Documentation updates.
Test updates.
- Import["file.svg"] -> Error Import::fmtnosup for "SVG".
- Import["file.svg", "XML"] -> Imported as XML.
- Import["file.svg", {"XML"}] -> Imported as XML.
- Import["file.svg", {"XML", "XML"}] -> Error Import::noelem for the second "XML".

*Otherwise, it's not possible to get elements with the same names as file formats.

Test results

(mathics) ~/git/mathics/mathics-core/test/builtin/files_io$ python -m pytest test_importexport.py
=================================================== test session starts ====================================================
platform linux -- Python 3.11.10, pytest-8.3.3, pluggy-1.5.0
rootdir: ~/git/mathics/mathics-core
configfile: pyproject.toml
plugins: anyio-4.6.2.post1, typeguard-4.3.0
collected 39 items

test_importexport.py .......................................                                                         [100%]

===================================================== warnings summary =====================================================
../../../mathics/settings.py:13
  ~/git/mathics/mathics-core/mathics/settings.py:13: DeprecationWarning: pkg_resources is deprecated as an API. See https://setuptools.pypa.io/en/latest/pkg_resources.html
    import pkg_resources

../../../mathics/core/parser/convert.py:41
  ~/git/mathics/mathics-core/mathics/core/parser/convert.py:41: DeprecationWarning: invalid escape sequence '\!'
    return s.encode("raw_unicode_escape").decode("unicode_escape")

-- Docs: https://docs.pytest.org/en/stable/how-to/capture-warnings.html
============================================== 39 passed, 2 warnings in 3.73s ==============================================

General rant by the author

Using an ambiguous argument, which could mean "fmt" or "element" does not seem to be a good design choice by Wolfram language developers...

mmatera · 2024-11-13T01:42:54Z

mathics/builtin/files_io/importexport.py

-        return self.eval_elements(
-            filename, ListExpression(element), evaluation, options
-        )
+        if element.get_string_value() in IMPORTERS.keys():


maybe it would be a good idea to move the implementation of these methods to mathics.eval.files_io

Thank you for the comments, @mmatera.
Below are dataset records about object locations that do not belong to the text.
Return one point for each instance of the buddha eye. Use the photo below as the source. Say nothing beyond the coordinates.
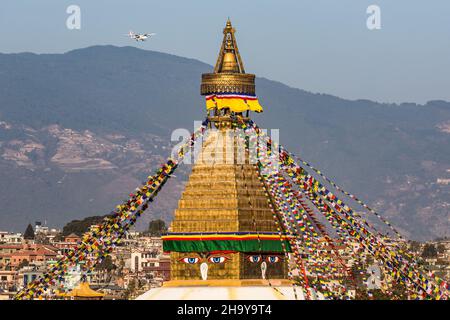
(273, 259)
(217, 259)
(190, 260)
(254, 259)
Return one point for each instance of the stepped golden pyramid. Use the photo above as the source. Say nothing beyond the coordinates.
(223, 241)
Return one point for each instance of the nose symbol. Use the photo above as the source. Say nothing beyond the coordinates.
(204, 270)
(263, 269)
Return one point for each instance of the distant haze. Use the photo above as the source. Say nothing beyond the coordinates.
(321, 46)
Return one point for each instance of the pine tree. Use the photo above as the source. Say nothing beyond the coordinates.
(29, 233)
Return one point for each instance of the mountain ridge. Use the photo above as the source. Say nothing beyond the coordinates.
(102, 93)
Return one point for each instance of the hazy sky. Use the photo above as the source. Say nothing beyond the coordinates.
(318, 45)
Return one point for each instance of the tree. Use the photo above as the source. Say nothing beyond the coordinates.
(106, 264)
(23, 263)
(157, 227)
(29, 233)
(440, 248)
(429, 251)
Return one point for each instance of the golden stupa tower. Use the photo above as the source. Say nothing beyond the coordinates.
(224, 232)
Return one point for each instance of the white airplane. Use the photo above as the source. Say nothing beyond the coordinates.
(140, 37)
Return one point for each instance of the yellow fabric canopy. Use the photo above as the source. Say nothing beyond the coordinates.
(236, 103)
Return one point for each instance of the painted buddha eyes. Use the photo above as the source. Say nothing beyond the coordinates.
(194, 260)
(190, 260)
(254, 259)
(270, 259)
(273, 259)
(217, 259)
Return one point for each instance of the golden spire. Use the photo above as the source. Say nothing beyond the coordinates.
(229, 60)
(229, 75)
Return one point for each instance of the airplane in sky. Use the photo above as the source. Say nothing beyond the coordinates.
(140, 36)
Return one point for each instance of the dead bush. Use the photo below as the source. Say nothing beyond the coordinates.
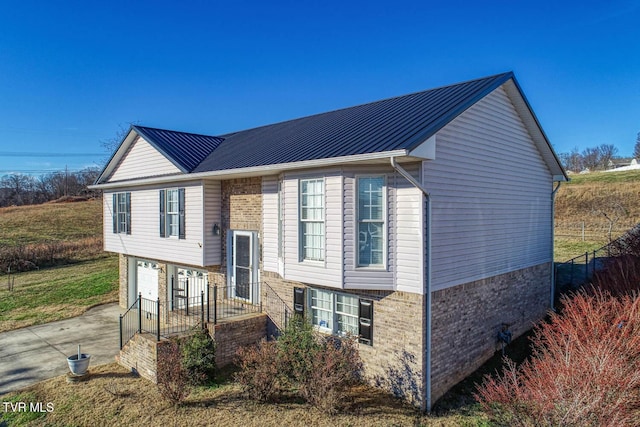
(172, 377)
(585, 369)
(259, 373)
(334, 368)
(316, 367)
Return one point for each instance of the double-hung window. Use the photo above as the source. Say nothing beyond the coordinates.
(371, 221)
(122, 213)
(334, 312)
(172, 215)
(312, 219)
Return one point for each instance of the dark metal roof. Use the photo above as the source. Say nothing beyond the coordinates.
(185, 150)
(392, 124)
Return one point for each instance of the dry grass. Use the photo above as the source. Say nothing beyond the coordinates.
(111, 396)
(57, 293)
(586, 202)
(50, 222)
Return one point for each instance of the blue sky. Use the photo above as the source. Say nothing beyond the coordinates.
(73, 73)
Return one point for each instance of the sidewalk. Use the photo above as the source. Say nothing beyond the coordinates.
(36, 353)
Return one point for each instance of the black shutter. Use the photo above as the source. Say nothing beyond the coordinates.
(162, 218)
(181, 230)
(128, 213)
(365, 321)
(298, 301)
(115, 213)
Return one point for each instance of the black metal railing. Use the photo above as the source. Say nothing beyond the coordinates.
(578, 271)
(276, 309)
(226, 301)
(179, 315)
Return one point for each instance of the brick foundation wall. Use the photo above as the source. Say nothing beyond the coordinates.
(140, 354)
(235, 333)
(394, 361)
(466, 320)
(241, 208)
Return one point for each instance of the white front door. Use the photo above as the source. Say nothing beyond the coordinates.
(244, 271)
(147, 279)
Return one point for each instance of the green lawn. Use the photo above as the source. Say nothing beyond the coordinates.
(604, 177)
(23, 225)
(47, 295)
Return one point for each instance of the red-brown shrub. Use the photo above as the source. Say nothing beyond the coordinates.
(259, 370)
(172, 377)
(585, 369)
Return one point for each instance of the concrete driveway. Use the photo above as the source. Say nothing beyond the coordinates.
(36, 353)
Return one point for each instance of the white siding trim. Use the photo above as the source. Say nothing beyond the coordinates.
(270, 223)
(490, 190)
(145, 241)
(140, 161)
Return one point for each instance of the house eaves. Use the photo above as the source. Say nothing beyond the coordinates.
(400, 155)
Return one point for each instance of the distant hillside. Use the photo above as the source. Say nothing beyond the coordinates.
(590, 198)
(37, 236)
(48, 222)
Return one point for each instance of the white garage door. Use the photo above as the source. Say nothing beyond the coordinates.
(147, 279)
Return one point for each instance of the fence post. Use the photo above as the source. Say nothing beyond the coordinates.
(586, 267)
(215, 304)
(208, 304)
(140, 312)
(202, 309)
(186, 286)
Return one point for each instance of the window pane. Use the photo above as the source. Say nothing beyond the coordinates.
(312, 219)
(321, 309)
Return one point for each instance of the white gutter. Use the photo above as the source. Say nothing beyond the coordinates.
(553, 238)
(425, 405)
(254, 170)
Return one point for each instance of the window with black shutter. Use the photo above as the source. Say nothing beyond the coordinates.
(365, 321)
(122, 213)
(172, 213)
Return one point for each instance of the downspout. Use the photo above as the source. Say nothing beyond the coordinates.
(425, 405)
(553, 237)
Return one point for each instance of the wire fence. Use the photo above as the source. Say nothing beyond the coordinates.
(591, 230)
(213, 304)
(572, 274)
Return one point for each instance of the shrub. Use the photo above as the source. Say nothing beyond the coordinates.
(585, 368)
(317, 368)
(335, 366)
(199, 357)
(298, 347)
(621, 272)
(259, 373)
(172, 377)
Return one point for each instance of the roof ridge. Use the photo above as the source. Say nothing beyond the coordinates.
(176, 131)
(364, 104)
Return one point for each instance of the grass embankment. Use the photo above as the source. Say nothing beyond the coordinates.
(57, 293)
(36, 224)
(111, 396)
(592, 202)
(68, 235)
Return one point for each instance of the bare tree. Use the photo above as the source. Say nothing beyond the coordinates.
(110, 145)
(607, 153)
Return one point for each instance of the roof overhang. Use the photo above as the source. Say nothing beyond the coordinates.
(401, 155)
(535, 130)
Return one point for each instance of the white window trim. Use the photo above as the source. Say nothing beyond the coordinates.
(385, 219)
(317, 262)
(334, 311)
(167, 214)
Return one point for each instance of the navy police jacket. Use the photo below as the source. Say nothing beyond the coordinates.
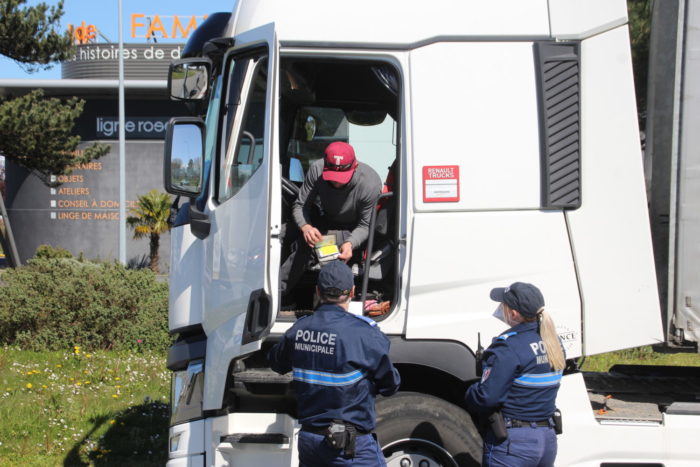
(339, 362)
(516, 377)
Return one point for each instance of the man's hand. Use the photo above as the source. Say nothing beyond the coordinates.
(345, 251)
(311, 235)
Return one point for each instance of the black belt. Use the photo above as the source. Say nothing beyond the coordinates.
(324, 430)
(522, 423)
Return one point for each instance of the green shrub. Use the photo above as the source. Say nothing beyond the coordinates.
(48, 251)
(57, 303)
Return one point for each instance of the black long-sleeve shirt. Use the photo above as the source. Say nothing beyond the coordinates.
(348, 208)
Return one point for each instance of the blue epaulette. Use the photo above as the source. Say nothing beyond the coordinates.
(367, 320)
(506, 335)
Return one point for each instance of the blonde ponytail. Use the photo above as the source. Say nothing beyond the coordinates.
(550, 339)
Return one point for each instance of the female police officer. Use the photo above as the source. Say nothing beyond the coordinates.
(521, 373)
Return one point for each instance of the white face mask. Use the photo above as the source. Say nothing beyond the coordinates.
(500, 314)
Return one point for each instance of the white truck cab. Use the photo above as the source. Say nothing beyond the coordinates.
(507, 133)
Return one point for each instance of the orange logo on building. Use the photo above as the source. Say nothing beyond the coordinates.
(83, 33)
(140, 28)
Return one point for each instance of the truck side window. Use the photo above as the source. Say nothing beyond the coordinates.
(242, 154)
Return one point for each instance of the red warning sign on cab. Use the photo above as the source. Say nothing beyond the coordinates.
(440, 183)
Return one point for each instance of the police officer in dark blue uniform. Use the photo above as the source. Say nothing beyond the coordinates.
(339, 362)
(522, 370)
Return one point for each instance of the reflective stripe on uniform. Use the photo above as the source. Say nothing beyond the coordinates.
(326, 379)
(539, 379)
(506, 335)
(367, 320)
Would it make sense to move all related (to import/export) eval_xxx functions there?

First, I will implement the 2nd checkbox above in the PR description, and then, soon after receiving your response, will move the implementation to mathics.eval.files_io.

There are methods that start with eval in mathics.builtins and there are functions that start with eval_ in mathics.eval.

The methods have a funny docstring that indicates the function signature from Mathics3's perspective. This indicates to the Mathics3 interpreter when these methods get invoked. See https://mathics-development-guide.readthedocs.io/en/latest/extending/developing-code/extending/tutorial/1-builtin.html for an example.

Those kinds of evaluation methods can't be moved anywhere and have to be in mathics.builtins.

In the past everything was shoved into the class that implements a Mathics3 builtin function. These classes were big, harder to test in isolation, and were hard to understand.

We have been breaking these down. In particular, other than parameter checking and parameter conversion, any code in a Mathics3 Builtin Function (implemented as a Python class) that has any substance should be added as a (Python) function inside mathics.eval using the corresponding method name from the class. Using the same or similar name is intended to simplify understanding the correspondence.

In the future, if we are to be able to support instruction-like execution, we will need this kind of code in functions not as method objects of classes.

Does this answer your question and make sense?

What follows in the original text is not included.